Santa Teresa, a grande mística da modernidade, com João da Cruz,
afirma não entender direito o que os mestres espirituais da Igreja
aludem com a metáfora das luzes e do Sol. No Livro da vida, ela escreve
com aparente ingenuidade: “Em alguns livros sobre a oração dizem que,
embora a alma não possa chegar por si mesma a este estado
(contemplativo), porque ele inteiro é obra sobrenatural do Senhor, seria
possível ajudar-se liberando o espírito de tudo o que é criado e
erguê-lo com humildade, depois de muitos anos de vida purgativa, e
aproveitando a vida iluminativa. Não sei bem por que dizem
‘iluminativa’”.
Não sei bem… com o pequeno enunciado, a mais poderosa alma poética e mística do cristianismo moderno joga montes de teorias sobre a luz na obscuridade.
Quando uma idéia, um conceito, uma prática tornam-se “verdadeiros”
porque habituais, perdem o significado vivo que possuíam quando foram
gerados no intelecto e na alma. Esse foi o destino da figura solar no
mundo moderno. A secura que envolveu a imagem da luz como símile da
união entre Deus e os homens fez brotar a visão melancólica de Flaubert,
evocada acima, sobre o modo “contemplativo” de Felicidade. O
automatismo, as repetições, cauterizaram o útero gerador de significados
na metáfora solar. Teresa de Jesus “não entende” o símile, justo porque
experimenta a mais elevada situação mística. O lugar-comum sobre a luz
nada lhe diz no instante em que sua existência é arrebatada pelo divino.
Falar em luminosidade para exprimir os vínculos entre o finito e o
infinito tornou-se banal, retórica vazia e, mesmo, garrulice
ensandecida.
O conto de Flaubert sobre a “mística” Felicidade tem o mesmo tom
corrosivo do terrível Dicionário de idéias recebidas.
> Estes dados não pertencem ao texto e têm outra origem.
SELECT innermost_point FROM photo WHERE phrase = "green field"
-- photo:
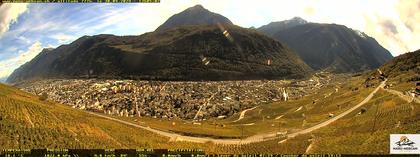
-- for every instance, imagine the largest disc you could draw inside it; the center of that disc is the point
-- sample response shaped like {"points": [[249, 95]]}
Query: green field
{"points": [[27, 122]]}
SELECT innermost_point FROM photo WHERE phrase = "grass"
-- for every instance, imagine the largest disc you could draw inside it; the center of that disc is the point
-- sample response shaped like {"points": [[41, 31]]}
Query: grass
{"points": [[368, 133], [27, 122]]}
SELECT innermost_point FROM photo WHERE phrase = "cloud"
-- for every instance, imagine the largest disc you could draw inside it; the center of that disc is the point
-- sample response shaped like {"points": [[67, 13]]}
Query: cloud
{"points": [[7, 66], [9, 14], [63, 38], [389, 27]]}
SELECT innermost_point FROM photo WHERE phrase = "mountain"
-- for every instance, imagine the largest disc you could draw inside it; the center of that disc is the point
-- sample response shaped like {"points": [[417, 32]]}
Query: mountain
{"points": [[407, 63], [202, 52], [329, 47], [28, 122], [273, 27], [3, 79], [196, 15]]}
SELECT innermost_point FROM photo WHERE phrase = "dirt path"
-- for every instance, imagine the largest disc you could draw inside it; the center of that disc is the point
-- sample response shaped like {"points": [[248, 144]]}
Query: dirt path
{"points": [[403, 96], [25, 112], [243, 114], [251, 139]]}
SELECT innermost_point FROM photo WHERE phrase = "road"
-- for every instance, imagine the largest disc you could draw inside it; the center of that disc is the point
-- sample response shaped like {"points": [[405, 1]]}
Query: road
{"points": [[403, 96], [251, 139], [242, 115]]}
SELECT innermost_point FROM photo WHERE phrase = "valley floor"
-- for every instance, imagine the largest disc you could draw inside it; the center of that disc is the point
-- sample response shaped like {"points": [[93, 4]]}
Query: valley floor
{"points": [[341, 115]]}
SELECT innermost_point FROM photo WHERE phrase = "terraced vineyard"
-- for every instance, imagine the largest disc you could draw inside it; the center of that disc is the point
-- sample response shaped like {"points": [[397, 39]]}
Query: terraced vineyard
{"points": [[26, 122], [369, 132]]}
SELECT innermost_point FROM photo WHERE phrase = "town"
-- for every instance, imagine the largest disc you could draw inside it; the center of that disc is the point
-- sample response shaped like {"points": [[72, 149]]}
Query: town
{"points": [[171, 99]]}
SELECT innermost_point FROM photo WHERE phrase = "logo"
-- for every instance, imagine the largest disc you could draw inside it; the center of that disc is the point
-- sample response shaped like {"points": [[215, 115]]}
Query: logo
{"points": [[404, 143]]}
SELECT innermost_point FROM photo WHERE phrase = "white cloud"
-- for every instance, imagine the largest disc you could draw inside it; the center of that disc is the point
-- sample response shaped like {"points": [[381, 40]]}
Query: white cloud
{"points": [[7, 66], [9, 14], [63, 38]]}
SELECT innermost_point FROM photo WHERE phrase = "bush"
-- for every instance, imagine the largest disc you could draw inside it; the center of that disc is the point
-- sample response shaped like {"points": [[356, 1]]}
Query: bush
{"points": [[43, 96]]}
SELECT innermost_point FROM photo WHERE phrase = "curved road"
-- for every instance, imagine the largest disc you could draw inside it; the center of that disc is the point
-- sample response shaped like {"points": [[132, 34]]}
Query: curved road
{"points": [[251, 139], [403, 96]]}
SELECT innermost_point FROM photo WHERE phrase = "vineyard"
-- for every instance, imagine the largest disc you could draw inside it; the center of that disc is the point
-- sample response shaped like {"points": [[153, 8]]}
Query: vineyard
{"points": [[369, 132]]}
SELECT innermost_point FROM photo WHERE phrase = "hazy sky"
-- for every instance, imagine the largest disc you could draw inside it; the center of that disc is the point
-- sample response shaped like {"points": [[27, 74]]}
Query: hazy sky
{"points": [[25, 29]]}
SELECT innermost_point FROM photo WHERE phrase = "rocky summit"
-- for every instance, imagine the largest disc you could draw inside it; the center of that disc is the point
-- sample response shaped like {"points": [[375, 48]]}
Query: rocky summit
{"points": [[331, 47], [213, 52]]}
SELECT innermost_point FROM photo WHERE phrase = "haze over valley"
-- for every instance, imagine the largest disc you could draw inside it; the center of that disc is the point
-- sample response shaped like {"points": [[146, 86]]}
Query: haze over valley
{"points": [[201, 79]]}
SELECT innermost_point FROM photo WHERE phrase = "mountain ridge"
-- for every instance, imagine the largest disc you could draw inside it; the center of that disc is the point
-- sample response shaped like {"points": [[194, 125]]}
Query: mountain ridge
{"points": [[331, 47]]}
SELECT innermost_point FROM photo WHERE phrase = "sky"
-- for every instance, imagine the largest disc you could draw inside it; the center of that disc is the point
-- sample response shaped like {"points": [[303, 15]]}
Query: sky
{"points": [[25, 29]]}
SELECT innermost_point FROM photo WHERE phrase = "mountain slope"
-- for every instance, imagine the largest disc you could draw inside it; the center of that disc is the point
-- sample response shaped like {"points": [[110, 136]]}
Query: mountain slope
{"points": [[334, 47], [196, 15], [274, 27], [184, 53], [27, 122], [405, 63]]}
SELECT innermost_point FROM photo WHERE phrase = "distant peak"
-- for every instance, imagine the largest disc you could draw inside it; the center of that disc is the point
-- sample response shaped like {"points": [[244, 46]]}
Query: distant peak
{"points": [[197, 7], [298, 19]]}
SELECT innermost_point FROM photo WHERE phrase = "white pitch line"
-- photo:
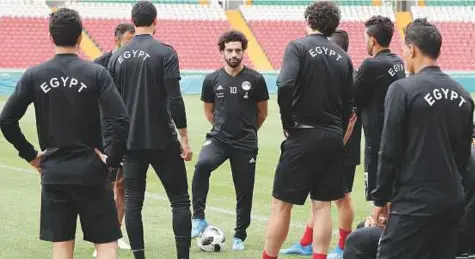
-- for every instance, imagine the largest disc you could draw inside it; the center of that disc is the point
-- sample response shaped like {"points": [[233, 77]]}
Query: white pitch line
{"points": [[159, 197]]}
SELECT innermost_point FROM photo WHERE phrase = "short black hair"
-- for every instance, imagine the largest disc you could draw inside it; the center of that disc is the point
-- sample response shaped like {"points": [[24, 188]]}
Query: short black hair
{"points": [[341, 38], [425, 36], [122, 28], [231, 36], [65, 27], [323, 16], [144, 13], [381, 28]]}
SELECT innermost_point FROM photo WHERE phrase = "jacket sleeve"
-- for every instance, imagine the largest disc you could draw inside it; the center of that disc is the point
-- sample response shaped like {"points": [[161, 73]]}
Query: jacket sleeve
{"points": [[393, 143]]}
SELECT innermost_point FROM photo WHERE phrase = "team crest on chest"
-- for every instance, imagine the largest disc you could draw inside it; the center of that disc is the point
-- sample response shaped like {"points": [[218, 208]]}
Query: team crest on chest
{"points": [[246, 86]]}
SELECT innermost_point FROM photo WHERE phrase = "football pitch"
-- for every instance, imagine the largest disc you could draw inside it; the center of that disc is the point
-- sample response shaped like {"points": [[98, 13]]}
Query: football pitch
{"points": [[20, 202]]}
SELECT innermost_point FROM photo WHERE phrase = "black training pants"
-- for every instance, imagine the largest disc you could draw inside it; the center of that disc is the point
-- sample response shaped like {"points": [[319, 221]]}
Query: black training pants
{"points": [[243, 168], [170, 168]]}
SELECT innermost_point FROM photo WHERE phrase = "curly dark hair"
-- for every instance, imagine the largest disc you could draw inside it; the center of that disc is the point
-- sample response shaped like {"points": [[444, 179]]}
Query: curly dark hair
{"points": [[323, 16], [65, 27], [231, 36], [144, 13], [381, 28], [425, 36], [341, 38], [122, 28]]}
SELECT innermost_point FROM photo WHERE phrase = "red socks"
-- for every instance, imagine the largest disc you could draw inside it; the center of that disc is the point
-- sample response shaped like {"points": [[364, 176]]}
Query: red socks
{"points": [[307, 237], [343, 235], [266, 256]]}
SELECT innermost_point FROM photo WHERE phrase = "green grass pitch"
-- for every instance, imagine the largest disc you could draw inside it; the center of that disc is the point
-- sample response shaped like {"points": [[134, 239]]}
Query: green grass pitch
{"points": [[20, 202]]}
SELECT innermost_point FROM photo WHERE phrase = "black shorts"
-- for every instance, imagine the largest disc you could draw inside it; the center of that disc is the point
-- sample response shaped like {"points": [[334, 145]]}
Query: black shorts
{"points": [[348, 177], [421, 237], [311, 162], [62, 203]]}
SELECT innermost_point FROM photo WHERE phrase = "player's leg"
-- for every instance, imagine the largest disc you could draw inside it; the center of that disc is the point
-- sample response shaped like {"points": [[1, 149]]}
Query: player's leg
{"points": [[410, 232], [170, 168], [445, 239], [98, 216], [345, 213], [327, 186], [135, 172], [212, 155], [243, 167], [291, 186], [58, 219], [362, 243], [304, 246], [119, 197]]}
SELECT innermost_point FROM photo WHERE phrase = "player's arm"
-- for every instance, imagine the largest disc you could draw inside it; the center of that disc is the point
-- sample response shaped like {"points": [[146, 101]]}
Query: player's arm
{"points": [[207, 96], [362, 85], [346, 96], [286, 84], [463, 153], [262, 97], [393, 143], [174, 98], [12, 112], [112, 104]]}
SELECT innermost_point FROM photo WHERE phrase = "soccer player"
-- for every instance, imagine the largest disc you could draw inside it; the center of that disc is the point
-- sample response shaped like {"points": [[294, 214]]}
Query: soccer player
{"points": [[147, 74], [235, 103], [124, 32], [425, 148], [371, 85], [352, 151], [67, 92], [314, 96], [363, 242]]}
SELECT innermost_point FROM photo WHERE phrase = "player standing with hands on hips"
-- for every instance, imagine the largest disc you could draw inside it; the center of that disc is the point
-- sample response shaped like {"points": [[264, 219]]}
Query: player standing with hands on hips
{"points": [[235, 103], [68, 94], [315, 100], [425, 149], [147, 74]]}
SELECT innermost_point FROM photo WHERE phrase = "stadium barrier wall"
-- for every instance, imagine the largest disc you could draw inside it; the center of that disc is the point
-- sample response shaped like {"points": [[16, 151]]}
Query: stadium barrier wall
{"points": [[192, 80]]}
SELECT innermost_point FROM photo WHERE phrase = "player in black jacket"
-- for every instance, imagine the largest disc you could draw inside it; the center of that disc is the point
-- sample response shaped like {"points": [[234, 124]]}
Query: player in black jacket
{"points": [[315, 101], [123, 33], [352, 141], [147, 75], [67, 93], [371, 84], [425, 148]]}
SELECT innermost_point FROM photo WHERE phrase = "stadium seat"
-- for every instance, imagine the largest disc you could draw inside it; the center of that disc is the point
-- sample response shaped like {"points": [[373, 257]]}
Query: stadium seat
{"points": [[193, 30], [458, 34], [25, 41], [274, 26]]}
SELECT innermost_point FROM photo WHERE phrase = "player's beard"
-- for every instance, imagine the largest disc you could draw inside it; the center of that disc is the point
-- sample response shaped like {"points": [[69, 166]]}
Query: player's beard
{"points": [[233, 62]]}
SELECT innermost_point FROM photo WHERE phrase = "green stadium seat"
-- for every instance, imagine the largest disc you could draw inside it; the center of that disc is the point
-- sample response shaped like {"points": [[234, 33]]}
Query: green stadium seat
{"points": [[154, 1], [307, 2], [450, 2]]}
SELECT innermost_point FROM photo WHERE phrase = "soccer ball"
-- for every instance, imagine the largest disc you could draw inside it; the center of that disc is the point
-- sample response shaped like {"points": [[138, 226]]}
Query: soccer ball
{"points": [[212, 239]]}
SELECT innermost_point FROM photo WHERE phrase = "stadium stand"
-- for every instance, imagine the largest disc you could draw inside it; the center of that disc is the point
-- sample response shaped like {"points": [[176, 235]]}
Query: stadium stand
{"points": [[192, 29], [25, 41], [276, 25], [457, 25]]}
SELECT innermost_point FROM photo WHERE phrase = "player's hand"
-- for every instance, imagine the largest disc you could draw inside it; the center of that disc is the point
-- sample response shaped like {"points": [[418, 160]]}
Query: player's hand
{"points": [[101, 156], [349, 129], [379, 216], [37, 160], [286, 133], [186, 152]]}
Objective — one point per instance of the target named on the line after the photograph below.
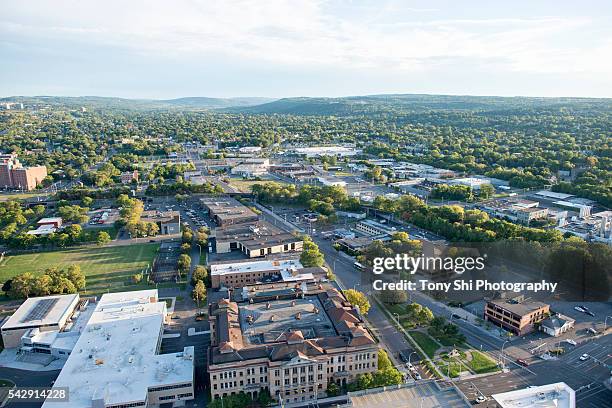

E retoma a
desconfiança, expressa por Santa Teresa, diante das metáforas das luzes.
As palavras e os conceitos, gastos pelo tempo e pela repetição, perdem o
valor, são moedas sem cara ou coroa. E chegam à tolice que mimetiza o
espiritual, mas conduz à pobre animalidade. É a mesma passagem da pomba,
evocando o Santo Espírito, ao papagaio. Este fala, mas seus vocábulos
reiteram a parolagem vazia, nunca o Logos que fertiliza o universo dos
sentidos. Quando ouvimos um lugar-comum proclamado com certeza
dogmática, ficamos embaraçados, com vergonha de nós mesmos. Essa
experiência aparece em quase todos os instantes da vida social,
política, econômica. Na religião, semelhante tortura também se repete,
especialmente quando o padre, no sermão enfadonho e mecânico, caminha
para o lugar-comum e o “fiel”, assim alimentado, escreve sua vida de fé
copiando modelos gastos por milênios de uso.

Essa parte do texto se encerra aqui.